Ainsi, ce dimanche 14 juin 2026, la Cour de Dar El Beïda, à Alger, a condamné fonctionnaires, cadres administratifs et opérateurs économiques à des peines allant jusqu’à dix ans de prison ferme.
Des cadres du ministère du Commerce en première ligne
En effet, la peine la plus lourde prononcée contre un prévenu présent à l’audience est de sept ans de prison ferme, infligée à une ancienne employée du ministère du Commerce extérieur et de la Promotion des exportations. Un agent d’accueil du même ministère a été condamné à cinq ans de prison ferme. Plusieurs cadres et employés relevant des ministères du Commerce extérieur et de l’Industrie ont pour leur part écopé de peines comprises entre deux et trois ans d’emprisonnement ferme.
Opérateurs économiques : entre ferme et sursis
Le tribunal a également statué sur le sort d’importateurs, de commerçants et de représentants de sociétés privées impliqués dans l’affaire. Les jugements prononcés à leur encontre varient entre prison ferme et peine avec sursis, selon la nature des faits retenus. Plusieurs accusés ont en revanche été acquittés à l’issue de l’examen de leurs dossiers.
Dix ans ferme et mandat d’arrêt international pour le fugitif
La décision la plus marquante du verdict concerne un accusé en fuite, condamné par contumace à dix ans de prison ferme, assortis de la confirmation du mandat d’arrêt international déjà émis à son encontre. Cette condamnation illustre la détermination des juridictions algériennes à poursuivre les auteurs d’infractions économiques, même hors du territoire national.

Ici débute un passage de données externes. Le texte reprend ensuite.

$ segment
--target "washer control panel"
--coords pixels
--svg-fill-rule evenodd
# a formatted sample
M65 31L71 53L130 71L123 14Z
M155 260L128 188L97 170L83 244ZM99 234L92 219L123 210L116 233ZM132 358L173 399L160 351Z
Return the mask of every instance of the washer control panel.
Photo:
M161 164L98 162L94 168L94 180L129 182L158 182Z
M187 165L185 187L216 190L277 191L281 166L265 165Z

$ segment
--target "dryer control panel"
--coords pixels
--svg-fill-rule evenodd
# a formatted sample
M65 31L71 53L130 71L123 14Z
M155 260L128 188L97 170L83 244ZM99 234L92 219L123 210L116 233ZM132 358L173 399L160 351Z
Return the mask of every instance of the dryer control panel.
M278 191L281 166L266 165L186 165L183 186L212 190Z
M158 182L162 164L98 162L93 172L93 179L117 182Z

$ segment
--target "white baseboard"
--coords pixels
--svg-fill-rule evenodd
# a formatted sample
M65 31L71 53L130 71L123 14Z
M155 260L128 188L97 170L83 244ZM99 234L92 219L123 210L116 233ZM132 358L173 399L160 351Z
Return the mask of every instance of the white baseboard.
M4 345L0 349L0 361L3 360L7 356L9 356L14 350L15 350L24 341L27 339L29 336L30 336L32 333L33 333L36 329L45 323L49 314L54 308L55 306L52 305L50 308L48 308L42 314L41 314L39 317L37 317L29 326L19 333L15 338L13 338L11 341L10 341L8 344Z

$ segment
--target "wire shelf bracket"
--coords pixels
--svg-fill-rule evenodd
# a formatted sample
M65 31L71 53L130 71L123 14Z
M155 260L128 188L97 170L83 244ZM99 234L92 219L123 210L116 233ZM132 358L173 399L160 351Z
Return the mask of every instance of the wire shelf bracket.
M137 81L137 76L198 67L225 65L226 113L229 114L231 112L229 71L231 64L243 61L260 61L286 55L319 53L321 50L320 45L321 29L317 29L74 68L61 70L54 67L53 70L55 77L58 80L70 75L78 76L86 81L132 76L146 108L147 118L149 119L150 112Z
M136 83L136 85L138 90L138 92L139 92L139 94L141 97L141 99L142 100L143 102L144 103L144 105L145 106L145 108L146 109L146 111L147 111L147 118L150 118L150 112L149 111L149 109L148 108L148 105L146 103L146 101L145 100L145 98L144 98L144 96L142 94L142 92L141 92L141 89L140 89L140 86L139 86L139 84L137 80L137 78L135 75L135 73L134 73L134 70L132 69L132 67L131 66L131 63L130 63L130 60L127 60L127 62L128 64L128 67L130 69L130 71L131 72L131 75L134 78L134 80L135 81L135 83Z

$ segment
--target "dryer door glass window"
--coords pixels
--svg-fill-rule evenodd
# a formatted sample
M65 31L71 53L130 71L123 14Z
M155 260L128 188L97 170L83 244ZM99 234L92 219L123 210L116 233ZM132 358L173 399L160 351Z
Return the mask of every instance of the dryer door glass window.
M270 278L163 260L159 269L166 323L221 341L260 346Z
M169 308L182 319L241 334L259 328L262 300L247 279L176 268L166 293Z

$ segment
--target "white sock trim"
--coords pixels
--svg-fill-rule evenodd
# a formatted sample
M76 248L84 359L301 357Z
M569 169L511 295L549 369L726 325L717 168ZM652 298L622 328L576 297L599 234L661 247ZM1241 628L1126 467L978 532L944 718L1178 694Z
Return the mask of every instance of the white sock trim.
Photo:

Sur le volet civil, les personnes reconnues coupables ont été condamnées solidairement à verser 2 millions de dinars algériens au profit du Trésor public, en réparation des préjudices causés à l’économie nationale. La demande du ministère du Commerce extérieur visant à se constituer partie civile dans cette procédure a, en revanche, été rejetée.
Un signal fort contre la corruption dans le commerce extérieur
Ces condamnations s’inscrivent dans le cadre de la politique judiciaire de lutte contre les infractions économiques et administratives dans le secteur de l’importation. Elles visent à renforcer la transparence dans l’octroi des licences commerciales et à protéger l’économie nationale contre toute forme de détournement susceptible d’altérer le climat des affaires en Algérie.